Alloimmunization against the Kpa antigen is extremely rare; the medical literature documents very few cases of perinatal anemia or miscarriages associated with anti-Kpa antibodies [3–5]. Most studies and reports focus on antibodies against other Kell system antigens, such as K1 (KEL1), due to their higher prevalence [3–5].

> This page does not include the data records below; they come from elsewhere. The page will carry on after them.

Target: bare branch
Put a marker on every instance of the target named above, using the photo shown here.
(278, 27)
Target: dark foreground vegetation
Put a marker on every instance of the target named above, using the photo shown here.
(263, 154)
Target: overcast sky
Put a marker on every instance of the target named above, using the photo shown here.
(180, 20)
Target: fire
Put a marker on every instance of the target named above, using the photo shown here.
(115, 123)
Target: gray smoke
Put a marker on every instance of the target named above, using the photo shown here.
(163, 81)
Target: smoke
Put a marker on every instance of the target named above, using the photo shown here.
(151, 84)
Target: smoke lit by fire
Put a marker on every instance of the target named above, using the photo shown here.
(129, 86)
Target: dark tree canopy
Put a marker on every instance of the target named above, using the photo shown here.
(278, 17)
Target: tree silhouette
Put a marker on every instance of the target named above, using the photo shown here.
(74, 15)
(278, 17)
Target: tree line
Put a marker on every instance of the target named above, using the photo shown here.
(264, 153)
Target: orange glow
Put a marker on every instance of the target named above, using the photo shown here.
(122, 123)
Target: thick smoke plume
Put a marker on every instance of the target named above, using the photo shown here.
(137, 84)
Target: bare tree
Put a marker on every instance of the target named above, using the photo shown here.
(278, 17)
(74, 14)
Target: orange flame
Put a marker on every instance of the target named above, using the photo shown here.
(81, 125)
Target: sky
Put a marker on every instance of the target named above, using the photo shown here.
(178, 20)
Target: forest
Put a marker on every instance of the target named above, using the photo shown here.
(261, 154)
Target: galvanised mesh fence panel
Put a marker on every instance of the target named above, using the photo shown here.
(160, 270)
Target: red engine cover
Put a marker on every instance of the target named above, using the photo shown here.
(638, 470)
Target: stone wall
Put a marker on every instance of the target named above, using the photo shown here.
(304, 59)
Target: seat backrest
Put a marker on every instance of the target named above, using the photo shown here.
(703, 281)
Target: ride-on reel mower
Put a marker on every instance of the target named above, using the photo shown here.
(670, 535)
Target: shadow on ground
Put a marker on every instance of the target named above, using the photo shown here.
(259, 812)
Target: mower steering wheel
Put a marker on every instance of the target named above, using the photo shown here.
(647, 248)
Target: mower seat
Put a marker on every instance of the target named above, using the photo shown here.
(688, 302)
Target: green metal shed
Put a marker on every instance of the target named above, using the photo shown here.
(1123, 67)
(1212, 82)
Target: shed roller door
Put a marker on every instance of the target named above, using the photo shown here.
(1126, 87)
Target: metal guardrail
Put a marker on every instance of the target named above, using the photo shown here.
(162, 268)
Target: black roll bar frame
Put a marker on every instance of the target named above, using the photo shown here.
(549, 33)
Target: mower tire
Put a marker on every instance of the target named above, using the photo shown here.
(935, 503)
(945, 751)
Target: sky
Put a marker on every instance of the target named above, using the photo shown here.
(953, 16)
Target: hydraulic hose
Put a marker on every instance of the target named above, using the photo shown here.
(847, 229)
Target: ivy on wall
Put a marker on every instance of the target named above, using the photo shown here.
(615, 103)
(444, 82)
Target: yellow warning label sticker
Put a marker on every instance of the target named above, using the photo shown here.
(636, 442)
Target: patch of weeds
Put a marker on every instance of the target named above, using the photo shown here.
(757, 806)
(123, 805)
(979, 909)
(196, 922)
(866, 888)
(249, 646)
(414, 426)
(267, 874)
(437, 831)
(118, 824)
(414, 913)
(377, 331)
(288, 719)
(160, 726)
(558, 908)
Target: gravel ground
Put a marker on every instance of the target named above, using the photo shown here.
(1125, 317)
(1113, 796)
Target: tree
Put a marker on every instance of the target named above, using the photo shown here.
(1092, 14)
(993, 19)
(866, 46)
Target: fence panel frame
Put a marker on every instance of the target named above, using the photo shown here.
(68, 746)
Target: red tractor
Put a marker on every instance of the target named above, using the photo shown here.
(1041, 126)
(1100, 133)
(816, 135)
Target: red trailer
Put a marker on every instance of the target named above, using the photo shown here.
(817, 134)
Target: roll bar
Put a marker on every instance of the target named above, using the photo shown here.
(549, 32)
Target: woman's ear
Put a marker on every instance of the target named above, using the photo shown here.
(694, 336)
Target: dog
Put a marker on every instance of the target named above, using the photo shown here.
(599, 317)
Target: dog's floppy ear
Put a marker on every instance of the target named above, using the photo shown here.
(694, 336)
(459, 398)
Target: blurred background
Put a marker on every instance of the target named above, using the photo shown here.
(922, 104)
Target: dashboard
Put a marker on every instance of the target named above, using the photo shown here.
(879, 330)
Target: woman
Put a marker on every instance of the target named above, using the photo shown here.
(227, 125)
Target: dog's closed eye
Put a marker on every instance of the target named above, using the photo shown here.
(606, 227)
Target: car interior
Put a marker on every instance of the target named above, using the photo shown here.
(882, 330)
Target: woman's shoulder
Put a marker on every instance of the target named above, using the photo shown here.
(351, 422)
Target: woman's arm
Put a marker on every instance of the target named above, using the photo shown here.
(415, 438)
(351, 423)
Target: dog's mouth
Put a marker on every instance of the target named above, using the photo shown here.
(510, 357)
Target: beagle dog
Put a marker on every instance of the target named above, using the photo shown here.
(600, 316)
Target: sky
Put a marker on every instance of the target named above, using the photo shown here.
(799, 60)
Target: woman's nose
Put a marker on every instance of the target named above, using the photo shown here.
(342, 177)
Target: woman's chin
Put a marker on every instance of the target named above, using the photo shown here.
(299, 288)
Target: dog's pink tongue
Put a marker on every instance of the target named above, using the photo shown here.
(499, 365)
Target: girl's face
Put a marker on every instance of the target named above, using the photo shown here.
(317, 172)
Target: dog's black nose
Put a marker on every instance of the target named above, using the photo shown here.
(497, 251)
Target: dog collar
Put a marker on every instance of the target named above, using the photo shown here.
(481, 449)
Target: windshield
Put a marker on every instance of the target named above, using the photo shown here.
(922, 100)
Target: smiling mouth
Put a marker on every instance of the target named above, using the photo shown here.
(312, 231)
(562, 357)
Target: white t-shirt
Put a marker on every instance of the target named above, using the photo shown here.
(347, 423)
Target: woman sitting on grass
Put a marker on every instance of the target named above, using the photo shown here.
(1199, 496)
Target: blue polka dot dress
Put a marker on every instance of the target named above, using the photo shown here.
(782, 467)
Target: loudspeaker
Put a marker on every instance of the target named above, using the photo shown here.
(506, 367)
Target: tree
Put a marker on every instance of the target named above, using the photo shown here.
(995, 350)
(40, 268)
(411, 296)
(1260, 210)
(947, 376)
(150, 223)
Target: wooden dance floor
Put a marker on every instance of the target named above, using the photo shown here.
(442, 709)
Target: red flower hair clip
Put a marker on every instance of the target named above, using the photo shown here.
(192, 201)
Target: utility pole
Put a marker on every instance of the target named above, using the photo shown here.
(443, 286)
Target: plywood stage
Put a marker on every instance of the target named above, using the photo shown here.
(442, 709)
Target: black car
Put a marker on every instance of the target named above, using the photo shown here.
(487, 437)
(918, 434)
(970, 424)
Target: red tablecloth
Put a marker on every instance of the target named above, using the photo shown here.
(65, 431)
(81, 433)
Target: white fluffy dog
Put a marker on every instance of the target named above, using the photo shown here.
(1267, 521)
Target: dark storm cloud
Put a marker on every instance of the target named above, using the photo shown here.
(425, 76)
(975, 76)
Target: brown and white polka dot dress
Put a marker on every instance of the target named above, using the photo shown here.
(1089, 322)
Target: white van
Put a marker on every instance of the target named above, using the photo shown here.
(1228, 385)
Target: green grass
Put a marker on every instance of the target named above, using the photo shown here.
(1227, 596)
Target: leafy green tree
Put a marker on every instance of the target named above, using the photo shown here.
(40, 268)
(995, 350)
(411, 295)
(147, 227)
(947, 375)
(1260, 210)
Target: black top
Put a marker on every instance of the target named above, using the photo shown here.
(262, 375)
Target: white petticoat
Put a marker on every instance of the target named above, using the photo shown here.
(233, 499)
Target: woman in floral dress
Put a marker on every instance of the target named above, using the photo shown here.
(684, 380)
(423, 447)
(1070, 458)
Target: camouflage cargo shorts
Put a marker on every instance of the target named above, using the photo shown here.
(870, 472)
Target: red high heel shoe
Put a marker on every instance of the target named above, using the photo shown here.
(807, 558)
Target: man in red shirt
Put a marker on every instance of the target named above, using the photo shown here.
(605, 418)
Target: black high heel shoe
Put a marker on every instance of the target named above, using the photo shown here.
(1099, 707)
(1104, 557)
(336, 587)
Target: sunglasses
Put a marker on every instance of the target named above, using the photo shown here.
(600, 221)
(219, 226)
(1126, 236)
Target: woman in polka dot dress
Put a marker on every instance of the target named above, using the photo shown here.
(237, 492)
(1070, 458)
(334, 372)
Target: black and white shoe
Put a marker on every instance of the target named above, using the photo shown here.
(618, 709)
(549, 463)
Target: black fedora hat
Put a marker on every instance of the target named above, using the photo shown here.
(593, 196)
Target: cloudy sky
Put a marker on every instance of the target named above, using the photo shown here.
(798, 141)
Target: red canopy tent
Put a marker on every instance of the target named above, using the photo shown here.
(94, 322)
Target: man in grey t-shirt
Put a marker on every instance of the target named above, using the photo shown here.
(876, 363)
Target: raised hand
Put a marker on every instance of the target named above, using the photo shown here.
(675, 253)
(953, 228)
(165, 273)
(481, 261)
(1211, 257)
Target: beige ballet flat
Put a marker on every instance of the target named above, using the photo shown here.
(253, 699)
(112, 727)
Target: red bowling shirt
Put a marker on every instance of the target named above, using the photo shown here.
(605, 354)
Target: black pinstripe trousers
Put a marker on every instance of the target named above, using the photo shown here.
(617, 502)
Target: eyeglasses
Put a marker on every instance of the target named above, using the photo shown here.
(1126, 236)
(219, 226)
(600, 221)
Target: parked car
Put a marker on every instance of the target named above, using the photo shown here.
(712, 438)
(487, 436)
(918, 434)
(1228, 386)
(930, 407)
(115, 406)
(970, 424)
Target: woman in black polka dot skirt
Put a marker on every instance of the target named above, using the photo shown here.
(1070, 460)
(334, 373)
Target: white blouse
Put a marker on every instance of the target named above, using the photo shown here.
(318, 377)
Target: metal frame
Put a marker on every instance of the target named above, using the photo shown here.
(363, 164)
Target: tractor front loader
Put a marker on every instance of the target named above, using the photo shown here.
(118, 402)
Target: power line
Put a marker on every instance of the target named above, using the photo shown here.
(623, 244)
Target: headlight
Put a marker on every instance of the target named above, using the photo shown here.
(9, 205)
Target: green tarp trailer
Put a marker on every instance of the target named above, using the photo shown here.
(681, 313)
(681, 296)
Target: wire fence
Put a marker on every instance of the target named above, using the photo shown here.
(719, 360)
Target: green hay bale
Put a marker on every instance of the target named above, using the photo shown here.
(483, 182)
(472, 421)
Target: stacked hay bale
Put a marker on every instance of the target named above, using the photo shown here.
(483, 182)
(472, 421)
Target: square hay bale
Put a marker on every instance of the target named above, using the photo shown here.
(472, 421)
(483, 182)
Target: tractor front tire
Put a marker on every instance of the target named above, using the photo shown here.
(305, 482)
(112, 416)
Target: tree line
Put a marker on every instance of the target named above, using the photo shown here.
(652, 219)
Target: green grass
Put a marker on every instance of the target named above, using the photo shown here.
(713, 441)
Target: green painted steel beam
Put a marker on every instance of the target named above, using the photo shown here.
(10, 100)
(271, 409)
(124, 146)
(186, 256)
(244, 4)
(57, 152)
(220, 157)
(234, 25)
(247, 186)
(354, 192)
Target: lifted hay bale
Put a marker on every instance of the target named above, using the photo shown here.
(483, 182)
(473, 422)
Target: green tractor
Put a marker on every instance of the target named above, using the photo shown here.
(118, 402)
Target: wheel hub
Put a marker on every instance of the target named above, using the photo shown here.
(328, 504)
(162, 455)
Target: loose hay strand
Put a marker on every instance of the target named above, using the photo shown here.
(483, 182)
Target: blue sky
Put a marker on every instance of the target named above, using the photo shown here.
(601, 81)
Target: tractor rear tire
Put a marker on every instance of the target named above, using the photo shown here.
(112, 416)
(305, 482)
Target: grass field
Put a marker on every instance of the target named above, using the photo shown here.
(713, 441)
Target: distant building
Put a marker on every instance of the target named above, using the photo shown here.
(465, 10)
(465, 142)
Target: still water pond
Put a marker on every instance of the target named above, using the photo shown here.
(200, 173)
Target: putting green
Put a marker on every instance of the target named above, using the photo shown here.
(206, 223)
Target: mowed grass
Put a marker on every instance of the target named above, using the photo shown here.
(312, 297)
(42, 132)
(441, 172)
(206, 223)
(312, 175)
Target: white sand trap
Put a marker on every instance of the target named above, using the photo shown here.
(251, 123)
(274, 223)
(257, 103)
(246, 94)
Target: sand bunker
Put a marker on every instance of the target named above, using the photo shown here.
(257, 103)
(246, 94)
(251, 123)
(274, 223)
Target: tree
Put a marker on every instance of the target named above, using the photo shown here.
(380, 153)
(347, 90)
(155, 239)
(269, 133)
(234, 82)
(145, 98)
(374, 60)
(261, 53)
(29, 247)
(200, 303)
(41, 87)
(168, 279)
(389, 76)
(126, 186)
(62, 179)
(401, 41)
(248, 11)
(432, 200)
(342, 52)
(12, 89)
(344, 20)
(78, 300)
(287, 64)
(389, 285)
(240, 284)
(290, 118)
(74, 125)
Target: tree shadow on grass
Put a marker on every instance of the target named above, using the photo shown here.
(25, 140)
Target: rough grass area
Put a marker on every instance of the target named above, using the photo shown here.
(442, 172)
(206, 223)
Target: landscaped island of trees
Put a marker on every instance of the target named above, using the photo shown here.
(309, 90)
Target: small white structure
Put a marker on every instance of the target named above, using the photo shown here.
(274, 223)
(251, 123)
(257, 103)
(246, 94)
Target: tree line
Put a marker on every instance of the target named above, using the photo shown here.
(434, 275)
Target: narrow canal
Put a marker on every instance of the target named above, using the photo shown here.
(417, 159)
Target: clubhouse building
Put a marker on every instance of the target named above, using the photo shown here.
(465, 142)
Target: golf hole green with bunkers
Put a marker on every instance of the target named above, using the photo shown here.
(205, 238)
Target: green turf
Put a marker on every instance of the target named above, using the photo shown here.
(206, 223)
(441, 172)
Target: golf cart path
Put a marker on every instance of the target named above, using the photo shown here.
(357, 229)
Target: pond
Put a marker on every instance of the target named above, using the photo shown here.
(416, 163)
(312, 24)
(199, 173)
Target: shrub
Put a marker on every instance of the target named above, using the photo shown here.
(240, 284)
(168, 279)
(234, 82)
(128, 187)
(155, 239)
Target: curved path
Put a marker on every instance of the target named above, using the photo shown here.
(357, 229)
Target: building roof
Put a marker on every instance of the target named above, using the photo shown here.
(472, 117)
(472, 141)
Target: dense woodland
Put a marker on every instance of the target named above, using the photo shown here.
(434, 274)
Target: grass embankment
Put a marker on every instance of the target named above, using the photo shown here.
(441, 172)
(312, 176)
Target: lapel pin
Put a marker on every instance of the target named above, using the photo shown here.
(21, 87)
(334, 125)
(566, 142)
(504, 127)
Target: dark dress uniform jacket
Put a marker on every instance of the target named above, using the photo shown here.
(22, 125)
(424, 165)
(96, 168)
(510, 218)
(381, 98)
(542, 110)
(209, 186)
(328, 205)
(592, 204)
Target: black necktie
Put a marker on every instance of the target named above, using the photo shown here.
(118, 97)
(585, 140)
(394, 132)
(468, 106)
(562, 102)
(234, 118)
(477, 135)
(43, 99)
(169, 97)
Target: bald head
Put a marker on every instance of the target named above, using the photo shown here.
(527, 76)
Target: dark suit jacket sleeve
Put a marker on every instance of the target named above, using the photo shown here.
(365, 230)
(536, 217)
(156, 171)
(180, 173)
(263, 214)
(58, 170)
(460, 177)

The 2013 report by Rossi et al. documents a case of HDFN caused by the anti-Kpa antibody [8]. In this case, a pregnant woman developed anti-Kpa antibodies resulting in severe fetal anemia. The diagnosis was confirmed by serologic testing and prenatal imaging studies that revealed signs of hydrops fetalis, a severe complication in HDFN. This antibody was initially identified as part of an investigation for parvovirus B19-induced fetal anemia. Clinical management included multiple intrauterine transfusions to correct the fetal anemia, which allowed the pregnancy to be prolonged to a point where delivery was viable. The newborn, although affected by anemia, was stabilized after birth, but required additional monitoring and treatment. This case underscores the importance of early detection and proper management of alloimmunization by antibodies such as anti-Kpa, because of the possibility of serious consequences if not treated early [9]. However, the paucity of specific reports makes it difficult to accurately assess the frequency and severity [9].

Extended erythrocyte phenotyping facilitates the identification of anti-Kpa in patients requiring transfusion. This is particularly critical for polytransfused patients and women of childbearing age, as alloimmunization within the Kell system can significantly impact future pregnancies [10]. In the laboratory, identification of an anti-Kpa antibody is carried out through serological testing, using techniques such as the indirect antiglobulin test (IAT) [10]. In cases where serological analysis is inconclusive, genetic testing may be useful to detect polymorphisms in the KEL gene [10].

In transfusion situations, it is suggested to administer Kpa-negative red blood cell units to alloimmunized patients, although some studies suggest that serologically compatible units may also be adequate, given the low relative risk of severe hemolysis [11]. However, in scenarios such as hemolytic disease of the newborn, anti-Kpa may generate fetal anemia, although to a lesser degree than other Kell system incompatibilities [11].

For patients requiring transfusions, the general recommendation is to use blood units that are compatible by crossmatching at 37  °C in the antiglobulin phase without the need to routinely select Kpa-negative units due to the low prevalence of the antigen in the population [12]. However, in situations where anti-Kpa has been identified, for example in HDFN and sickle cell disease, it is essential to ensure strict compatibility to prevent severe complications [12].